University Of Alabama At Birmingham receives NSF grant
The University of Alabama at Birmingham has been awarded $456,786 from the National Science Foundation to fund the development of a 3D-printed high-entropy alloy superconductor, with a goal of generating higher magnetic fields than conventional superconductors currently in use.
Yogesh Vohra, Ph.D., professor in the UAB Department of Physics and associate dean for Research and Innovation in the College of Arts and Sciences, will serve as the principal investigator with Cheng-Chien Chen, Ph.D., serving as a co-principal investigator.
“Dr. Chen and I have extensively collaborated under prior NSF awards with 10 joint publications in the past four years,” Vohra said.
Awarded via proposal, the project will study three different high-entropy alloy superconductors under high pressures and low temperatures over the course of three years.

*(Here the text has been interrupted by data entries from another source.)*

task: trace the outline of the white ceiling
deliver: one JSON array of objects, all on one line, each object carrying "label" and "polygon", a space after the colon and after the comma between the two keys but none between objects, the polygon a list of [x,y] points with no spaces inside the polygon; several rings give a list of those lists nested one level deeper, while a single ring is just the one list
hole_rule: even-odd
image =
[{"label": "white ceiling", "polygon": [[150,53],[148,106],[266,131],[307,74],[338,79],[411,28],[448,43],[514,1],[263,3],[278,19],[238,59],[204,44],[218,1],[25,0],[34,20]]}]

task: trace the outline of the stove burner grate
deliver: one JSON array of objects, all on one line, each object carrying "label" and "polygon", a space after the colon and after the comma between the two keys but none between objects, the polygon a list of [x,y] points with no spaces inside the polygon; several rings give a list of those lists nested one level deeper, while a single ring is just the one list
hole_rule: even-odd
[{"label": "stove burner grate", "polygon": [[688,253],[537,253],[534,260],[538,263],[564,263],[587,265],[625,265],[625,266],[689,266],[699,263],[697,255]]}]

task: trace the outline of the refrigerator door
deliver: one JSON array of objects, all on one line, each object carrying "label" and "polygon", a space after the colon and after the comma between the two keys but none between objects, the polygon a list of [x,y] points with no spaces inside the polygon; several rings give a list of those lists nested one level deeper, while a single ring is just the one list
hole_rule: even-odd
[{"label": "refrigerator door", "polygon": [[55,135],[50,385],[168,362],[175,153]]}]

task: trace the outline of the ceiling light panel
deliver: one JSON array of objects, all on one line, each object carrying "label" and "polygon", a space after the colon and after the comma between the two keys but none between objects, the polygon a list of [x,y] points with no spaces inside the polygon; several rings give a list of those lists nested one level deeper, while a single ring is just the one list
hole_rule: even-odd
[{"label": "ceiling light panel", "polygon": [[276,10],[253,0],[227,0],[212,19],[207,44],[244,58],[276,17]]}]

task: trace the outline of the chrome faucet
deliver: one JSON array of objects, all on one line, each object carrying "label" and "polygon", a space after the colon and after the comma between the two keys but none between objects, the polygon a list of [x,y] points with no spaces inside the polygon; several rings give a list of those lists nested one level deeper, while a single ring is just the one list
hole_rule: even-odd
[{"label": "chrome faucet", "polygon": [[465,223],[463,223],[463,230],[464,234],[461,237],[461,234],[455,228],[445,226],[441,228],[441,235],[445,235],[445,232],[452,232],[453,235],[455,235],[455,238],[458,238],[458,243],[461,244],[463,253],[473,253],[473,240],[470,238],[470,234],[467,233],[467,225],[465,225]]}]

“Superconductors play a vital role in various sectors of the United States’ economy, including energy transmission, medical imaging, magnetically confined plasma for fusion energy generation and high-speed transportation, as well as quantum computing and information technology,” Vohra said. “The fundamental understanding of unique microstructures in 3D-printed highly robust superconductors will allow us to generate high magnetic fields, which is of utmost importance for magnets used in medical imaging applications.”
High-entropy alloys are unique in that they contain virtually equal traces of typically five or more elements. Traditional alloys usually possess small amounts of several elements added to one base, for example, iron, nickel and cobalt.
Vohra says the project will combine the complexity of having multiple elements in an alloy with 3D-printing technology to develop the next generation of superconductors.
This research will also allow Chen and Vohra to continue to cultivate the next generation of researchers coming out of UAB through the joint mentorship of two Ph.D. students who will be supported under this award.
Vohra believes the UAB Department of Physics has had more than adequate preparation to take on a project of this magnitude due to their proven core expertise in computational and experimental studies on materials under high pressures.
“UAB has developed designer diamond technology for conducting electrical and magnetic measurements on materials under high pressures and low temperatures and that will be crucial for studies on alloy superconductors,” Vohra said.